Leonidas hastanede bir türlü işine kendini verememişti zihnini meşgul eden bir çift mavi göz tüm dikkatini dağıtıyordu. Günlerdir aradığı genç hanım ayağına kadar gelmiş hiç olmayacak bir kabalıkla onu kovmuştu. Kendini veremeyince abisi Yorgo'nun yanına gitmeye karar verdi. Iki kardeş kordondaki patisseriye oturmuş kahvelerini içiyorlar bir yandan da keyifle muhabbet ediyorlardı.
"Demek Eleni seni affetti."
"Gönlünü aldım. Senin cephede bir gelişme var mı?"
"Yok. Aslında olacaktı ama."
"Ama?"
"Ben biraz densizlik ettim." Leon olup biteni anlattığında abisinin onaylamaz bakışları ile yüzünü fincana çevirdi. Evde olsalardi başına bir şaplak yiyeceğinden adı kadar emindi.
"Densizlik değil senin ettiğin eşeklik etmişsin."

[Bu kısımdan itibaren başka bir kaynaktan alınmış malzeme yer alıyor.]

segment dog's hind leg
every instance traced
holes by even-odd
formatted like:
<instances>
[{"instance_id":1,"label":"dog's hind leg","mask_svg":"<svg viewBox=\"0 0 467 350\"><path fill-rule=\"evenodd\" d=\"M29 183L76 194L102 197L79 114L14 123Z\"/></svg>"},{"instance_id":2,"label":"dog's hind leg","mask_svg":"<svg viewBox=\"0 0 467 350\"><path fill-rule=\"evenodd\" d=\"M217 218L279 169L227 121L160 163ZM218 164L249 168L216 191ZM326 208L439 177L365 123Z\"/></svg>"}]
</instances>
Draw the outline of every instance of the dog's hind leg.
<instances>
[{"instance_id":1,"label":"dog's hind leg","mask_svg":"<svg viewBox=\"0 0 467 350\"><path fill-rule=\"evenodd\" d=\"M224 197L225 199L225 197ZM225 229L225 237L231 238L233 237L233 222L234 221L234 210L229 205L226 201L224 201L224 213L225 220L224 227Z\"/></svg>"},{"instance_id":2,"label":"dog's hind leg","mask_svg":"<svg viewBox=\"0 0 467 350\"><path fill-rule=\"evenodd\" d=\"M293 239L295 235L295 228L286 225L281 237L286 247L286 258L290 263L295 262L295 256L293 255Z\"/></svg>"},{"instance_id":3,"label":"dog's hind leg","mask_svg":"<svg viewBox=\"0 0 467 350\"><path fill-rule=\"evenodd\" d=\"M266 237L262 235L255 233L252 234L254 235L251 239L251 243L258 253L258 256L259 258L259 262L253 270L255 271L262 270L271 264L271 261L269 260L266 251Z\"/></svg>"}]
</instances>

"Gönül alma sırası bana geçti demek."
"Öyle oldu. Eleni gelecek birazdan şık giyinimli bir hanımdı diyorsun. Belki onların butikten giyiniyordur. Bir tarif ederiz tanıdığı çıkabilir."
"Umarım. Albay ailesinden o kadar ümidi kesmişki kızını karşısına çıkarmadan en ufak bir şey söylemeyi düşünmüyorum. Kızla konuşup emin olmam gerek."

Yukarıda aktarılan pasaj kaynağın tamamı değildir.